Voultapher 3 days ago |

It's not seamless now is it if half the commands don't work.

Wine and other compatibility layers show that non-trivial software doesn't work if even one of the many layers uses something unsupported.

201984 3 days ago |

There's also a windows port of busybox if you want something more stable. w64devkit uses it.

https://github.com/rmyorston/busybox-w32

undefined 3 days ago |

undefined

Havoc 3 days ago |

Nice. I appreciate the effort to make things less painful for powerusers. I had noticed some of these working already in PS.
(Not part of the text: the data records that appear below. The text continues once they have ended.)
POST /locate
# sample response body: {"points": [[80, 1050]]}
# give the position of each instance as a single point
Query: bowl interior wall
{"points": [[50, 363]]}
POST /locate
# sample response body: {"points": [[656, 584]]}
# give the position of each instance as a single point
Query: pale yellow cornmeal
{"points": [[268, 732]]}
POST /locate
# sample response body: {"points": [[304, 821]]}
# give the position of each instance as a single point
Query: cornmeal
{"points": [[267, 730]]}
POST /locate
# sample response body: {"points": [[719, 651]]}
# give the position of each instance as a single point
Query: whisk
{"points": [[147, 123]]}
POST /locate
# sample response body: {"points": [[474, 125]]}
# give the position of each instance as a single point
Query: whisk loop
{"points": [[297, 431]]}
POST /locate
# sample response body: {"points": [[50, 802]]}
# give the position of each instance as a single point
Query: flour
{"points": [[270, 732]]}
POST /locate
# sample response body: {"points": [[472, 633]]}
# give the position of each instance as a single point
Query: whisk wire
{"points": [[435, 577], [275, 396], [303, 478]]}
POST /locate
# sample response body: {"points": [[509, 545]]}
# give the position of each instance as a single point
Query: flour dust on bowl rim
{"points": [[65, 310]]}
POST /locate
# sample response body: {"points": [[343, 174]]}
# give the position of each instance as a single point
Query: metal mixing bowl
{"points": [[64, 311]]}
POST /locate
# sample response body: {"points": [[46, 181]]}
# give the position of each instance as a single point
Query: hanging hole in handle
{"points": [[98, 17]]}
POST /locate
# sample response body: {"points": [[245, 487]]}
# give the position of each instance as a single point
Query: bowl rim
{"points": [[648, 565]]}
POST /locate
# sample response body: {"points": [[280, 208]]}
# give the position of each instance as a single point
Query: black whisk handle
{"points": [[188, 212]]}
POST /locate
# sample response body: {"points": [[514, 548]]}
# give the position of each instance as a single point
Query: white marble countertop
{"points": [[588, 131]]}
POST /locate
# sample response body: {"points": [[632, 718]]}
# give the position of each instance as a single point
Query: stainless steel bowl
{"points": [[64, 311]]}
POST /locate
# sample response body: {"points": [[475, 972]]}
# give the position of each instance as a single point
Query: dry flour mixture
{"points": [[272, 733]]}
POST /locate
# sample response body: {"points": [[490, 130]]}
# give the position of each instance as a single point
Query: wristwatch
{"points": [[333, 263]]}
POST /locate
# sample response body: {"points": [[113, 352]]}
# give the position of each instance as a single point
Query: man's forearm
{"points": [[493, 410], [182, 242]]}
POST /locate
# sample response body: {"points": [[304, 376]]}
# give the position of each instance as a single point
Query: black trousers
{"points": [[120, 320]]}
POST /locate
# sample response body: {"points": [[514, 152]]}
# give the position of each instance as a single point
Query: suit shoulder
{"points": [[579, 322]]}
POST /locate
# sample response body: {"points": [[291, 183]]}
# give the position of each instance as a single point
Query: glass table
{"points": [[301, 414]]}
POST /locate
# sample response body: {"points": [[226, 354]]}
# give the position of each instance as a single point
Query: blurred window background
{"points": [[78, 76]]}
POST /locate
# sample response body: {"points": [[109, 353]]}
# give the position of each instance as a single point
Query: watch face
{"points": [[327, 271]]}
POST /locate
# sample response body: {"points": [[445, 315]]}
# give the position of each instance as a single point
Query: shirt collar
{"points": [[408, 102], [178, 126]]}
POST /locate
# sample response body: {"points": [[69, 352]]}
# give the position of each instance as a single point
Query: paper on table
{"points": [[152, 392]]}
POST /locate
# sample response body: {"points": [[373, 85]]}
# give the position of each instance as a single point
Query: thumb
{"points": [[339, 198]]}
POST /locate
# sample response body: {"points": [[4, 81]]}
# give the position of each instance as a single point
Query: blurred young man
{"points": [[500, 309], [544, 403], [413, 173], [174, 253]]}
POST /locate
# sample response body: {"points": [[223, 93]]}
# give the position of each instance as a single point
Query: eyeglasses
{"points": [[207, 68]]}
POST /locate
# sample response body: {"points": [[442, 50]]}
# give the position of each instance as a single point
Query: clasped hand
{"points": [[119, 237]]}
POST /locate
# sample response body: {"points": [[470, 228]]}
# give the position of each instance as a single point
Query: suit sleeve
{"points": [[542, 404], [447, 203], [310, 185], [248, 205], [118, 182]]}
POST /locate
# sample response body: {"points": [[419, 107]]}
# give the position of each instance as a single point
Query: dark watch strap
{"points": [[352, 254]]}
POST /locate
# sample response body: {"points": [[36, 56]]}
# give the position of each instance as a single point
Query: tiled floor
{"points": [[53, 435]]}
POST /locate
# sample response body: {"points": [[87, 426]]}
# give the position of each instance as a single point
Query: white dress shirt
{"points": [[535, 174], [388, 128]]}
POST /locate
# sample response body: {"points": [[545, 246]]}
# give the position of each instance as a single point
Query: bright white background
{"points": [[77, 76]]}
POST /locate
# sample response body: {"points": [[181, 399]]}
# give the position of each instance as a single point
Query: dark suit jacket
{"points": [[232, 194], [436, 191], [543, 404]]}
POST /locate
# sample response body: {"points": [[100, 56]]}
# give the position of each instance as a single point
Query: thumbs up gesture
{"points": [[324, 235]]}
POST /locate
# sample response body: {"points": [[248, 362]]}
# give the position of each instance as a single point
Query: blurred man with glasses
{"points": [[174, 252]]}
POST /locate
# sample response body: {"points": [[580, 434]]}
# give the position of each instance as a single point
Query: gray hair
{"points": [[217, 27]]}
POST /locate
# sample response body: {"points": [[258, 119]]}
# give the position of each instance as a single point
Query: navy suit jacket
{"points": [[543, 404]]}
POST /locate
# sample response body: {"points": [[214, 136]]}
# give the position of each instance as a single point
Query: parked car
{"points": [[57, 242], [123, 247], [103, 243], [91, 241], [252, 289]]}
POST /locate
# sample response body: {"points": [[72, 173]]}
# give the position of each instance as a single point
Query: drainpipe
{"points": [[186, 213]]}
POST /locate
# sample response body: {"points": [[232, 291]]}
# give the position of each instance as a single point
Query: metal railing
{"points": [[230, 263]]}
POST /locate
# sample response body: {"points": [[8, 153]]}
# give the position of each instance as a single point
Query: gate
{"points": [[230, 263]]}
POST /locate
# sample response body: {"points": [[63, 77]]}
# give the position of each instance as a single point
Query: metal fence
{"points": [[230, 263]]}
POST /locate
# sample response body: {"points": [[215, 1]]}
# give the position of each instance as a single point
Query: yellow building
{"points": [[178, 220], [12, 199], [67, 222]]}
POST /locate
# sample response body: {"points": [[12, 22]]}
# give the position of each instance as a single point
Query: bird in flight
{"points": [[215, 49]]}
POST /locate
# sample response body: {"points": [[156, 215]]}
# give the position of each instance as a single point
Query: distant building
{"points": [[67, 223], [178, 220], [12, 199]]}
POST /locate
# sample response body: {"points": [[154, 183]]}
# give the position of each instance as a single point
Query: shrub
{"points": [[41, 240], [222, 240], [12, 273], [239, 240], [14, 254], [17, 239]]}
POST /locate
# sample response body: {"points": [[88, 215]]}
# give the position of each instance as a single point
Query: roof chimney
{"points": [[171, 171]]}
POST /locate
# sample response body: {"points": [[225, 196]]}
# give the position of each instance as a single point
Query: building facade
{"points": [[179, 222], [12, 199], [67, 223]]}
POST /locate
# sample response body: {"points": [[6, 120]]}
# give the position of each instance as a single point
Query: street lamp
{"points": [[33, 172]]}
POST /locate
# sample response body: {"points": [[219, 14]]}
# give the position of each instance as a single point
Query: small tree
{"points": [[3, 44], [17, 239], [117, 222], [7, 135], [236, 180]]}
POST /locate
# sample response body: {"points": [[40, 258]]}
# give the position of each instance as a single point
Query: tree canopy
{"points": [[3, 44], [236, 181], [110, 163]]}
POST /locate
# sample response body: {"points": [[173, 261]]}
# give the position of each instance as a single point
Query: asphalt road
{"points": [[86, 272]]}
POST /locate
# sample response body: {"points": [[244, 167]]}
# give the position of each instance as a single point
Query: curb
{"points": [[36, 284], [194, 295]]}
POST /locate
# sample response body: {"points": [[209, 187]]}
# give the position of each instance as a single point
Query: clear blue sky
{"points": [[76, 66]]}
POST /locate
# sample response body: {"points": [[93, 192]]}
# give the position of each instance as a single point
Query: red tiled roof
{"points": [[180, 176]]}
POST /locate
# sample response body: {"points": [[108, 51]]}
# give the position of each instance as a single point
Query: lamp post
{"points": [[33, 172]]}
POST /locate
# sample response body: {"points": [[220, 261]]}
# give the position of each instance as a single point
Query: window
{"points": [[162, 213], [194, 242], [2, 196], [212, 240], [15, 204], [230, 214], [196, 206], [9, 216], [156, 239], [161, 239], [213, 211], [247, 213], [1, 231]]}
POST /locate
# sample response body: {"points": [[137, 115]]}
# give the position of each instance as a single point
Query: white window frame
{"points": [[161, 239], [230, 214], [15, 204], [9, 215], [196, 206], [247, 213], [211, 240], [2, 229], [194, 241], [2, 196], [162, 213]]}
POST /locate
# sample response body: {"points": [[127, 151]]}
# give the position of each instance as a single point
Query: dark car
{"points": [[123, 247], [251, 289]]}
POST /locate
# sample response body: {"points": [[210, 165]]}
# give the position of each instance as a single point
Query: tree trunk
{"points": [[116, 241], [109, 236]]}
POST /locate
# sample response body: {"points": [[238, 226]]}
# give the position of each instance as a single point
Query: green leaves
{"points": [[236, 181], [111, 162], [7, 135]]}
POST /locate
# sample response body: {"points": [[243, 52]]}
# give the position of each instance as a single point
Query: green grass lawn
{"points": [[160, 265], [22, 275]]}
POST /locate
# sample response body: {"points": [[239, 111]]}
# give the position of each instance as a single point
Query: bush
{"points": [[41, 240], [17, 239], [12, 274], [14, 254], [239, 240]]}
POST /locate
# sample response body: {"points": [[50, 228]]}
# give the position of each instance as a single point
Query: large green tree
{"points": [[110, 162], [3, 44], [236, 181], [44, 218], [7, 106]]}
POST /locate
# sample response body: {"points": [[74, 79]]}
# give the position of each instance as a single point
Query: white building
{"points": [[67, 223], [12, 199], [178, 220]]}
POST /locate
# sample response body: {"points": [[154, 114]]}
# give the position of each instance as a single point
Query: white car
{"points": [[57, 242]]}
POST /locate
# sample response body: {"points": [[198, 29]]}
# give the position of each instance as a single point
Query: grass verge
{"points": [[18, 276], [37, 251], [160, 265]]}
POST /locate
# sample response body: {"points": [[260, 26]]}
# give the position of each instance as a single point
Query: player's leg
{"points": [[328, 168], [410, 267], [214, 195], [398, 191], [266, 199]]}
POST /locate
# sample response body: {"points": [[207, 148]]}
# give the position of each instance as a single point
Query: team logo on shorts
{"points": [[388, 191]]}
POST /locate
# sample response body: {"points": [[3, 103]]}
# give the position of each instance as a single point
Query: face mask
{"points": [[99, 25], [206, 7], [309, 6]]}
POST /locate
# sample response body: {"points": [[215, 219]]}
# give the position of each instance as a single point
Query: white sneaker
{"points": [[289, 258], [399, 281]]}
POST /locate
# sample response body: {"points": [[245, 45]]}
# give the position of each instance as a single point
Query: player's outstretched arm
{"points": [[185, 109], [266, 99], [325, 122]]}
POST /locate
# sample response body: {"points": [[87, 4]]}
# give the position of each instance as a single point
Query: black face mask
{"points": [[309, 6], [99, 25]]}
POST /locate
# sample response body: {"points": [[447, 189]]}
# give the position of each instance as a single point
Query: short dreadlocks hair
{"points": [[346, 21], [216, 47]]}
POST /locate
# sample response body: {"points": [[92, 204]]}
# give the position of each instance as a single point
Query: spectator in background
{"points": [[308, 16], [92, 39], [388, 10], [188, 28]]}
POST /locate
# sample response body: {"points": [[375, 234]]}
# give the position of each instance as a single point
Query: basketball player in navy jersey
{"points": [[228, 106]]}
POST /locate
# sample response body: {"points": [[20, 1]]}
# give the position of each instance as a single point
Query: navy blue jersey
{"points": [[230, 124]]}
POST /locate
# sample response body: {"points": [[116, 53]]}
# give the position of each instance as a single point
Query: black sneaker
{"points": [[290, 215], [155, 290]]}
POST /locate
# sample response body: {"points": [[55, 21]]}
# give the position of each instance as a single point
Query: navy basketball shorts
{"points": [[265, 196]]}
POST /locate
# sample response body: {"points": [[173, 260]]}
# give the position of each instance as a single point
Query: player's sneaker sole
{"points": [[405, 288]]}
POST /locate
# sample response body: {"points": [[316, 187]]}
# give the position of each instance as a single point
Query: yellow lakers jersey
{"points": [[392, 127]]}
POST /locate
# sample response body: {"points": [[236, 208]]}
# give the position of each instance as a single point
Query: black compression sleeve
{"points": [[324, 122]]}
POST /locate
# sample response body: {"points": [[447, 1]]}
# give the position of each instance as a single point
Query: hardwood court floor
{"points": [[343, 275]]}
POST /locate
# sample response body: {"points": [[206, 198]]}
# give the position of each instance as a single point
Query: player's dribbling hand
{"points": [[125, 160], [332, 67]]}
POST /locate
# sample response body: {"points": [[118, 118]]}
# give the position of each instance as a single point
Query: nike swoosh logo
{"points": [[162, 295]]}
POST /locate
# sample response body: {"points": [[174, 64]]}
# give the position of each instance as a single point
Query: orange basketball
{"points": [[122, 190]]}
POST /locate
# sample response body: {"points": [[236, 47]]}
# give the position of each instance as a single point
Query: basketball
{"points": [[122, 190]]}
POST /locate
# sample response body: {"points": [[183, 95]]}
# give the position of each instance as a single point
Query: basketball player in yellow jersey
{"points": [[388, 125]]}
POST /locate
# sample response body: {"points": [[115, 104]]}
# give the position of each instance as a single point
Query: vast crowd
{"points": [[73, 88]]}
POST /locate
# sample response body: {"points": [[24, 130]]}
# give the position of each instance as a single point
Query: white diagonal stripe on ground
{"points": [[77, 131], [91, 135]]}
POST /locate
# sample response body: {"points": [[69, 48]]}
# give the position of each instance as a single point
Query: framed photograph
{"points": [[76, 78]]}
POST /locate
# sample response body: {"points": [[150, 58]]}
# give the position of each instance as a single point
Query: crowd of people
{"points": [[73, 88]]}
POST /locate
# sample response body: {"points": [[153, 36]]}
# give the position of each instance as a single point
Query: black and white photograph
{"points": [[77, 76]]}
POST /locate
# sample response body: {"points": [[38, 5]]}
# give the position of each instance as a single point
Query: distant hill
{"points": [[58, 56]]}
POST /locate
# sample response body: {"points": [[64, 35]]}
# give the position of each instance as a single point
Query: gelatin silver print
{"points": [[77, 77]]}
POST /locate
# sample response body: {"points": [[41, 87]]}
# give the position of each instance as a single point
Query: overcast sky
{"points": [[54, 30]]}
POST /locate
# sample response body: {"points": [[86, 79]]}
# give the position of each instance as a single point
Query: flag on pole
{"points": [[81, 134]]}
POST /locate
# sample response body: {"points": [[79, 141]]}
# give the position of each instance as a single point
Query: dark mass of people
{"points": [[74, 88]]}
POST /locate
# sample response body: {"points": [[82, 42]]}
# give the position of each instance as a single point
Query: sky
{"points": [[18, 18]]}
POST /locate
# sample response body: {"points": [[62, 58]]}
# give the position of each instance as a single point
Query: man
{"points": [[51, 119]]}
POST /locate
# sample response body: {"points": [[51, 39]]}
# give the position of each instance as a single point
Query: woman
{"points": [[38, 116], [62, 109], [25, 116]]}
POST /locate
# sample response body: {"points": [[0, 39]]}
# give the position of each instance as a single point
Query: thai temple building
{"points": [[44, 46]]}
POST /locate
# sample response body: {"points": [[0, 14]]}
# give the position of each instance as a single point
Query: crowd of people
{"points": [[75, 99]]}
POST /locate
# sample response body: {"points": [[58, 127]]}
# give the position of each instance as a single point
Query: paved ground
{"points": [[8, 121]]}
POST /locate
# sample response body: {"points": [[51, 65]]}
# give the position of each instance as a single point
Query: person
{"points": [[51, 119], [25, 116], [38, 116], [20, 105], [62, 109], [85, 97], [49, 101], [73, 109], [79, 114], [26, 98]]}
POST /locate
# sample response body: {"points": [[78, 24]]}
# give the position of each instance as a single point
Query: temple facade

If anyone from MS is reading this can we please also get an equivalents (or even alias) for the thing that shows IP address? The windows equivalent of "ip a" is some convoluted PS command that I can never remember

lousken 3 days ago |

ReFS -> ZFS

Remove batch, VBS and switch from powershell 5 to 7, add bash

Replace DSC in favour of Ansible

Remove windows registries

Switch to systemd for services

Rename folders like Users to home, programdata to etc, program files to opt, store/winget apps /usr

and call it microsoft linux server hybrid

dekhn 3 days ago |

Linux: first they laugh at you, then it embraces, extends, and extuinguishes Windows.

rfgplk 3 days ago |

Isn't this just a restricted uutils fork? With most functionality culled for no good reason? "uname isn't useful on Windows" how? OSName/ Build numbers / systeminfo all exist?

egorfine 3 days ago |

Yeah, we don't hate this uutils (NOT coreutils) project enough.

thedumbname 3 days ago |

Microsoft provides an awesome problem-solving solution, and 0 of the 6 problems they listed in the 'Windows caveats' section are solved.

aniceperson 3 days ago |

they should give up on the backwards slash.

asveikau 3 days ago |

I just have msys on my PATH.

hs86 3 days ago |

Would it make sense to add a prefix to all commands to avoid conflicts with built-in commands? Like how, on macOS and FreeBSD, installing GNU Coreutils adds a `g` prefix, Microsoft could add an `m` prefix to these commands.

yyyk 3 days ago |

WSL1 is generally better for these usecases.

Jotalea 3 days ago |

what's the difference between these and the ones distributed in git for windows?

spidercat 3 days ago |

What does this do that Cygwin doesn't?

dizhn 3 days ago |

Is 'dir' a Linux command?

raggi 3 days ago |

uutils coreutils was/is already available and more complete than this

adzm 3 days ago |

Finally, tee in the command prompt. I want to like powershell but the way it handles [] in filenames has bitten me so many times and fixing it turns simple things into verbose LiteralPath incantations

natas 3 days ago |

100% vibe coded.

rvz 3 days ago |

Exactly. The best Linux distro is Windows.

throwatdem12311 3 days ago |

Was not expecting EEE for Coreutils but I suppose it’s the natural consequence of the MIT license used for uutils so not totally unexpected.

It’s annoying enough to support the differences between BSD and Linux, and now Linux has GNU and uutils, and now we’re gonna need Windows variant of uutils…ugh.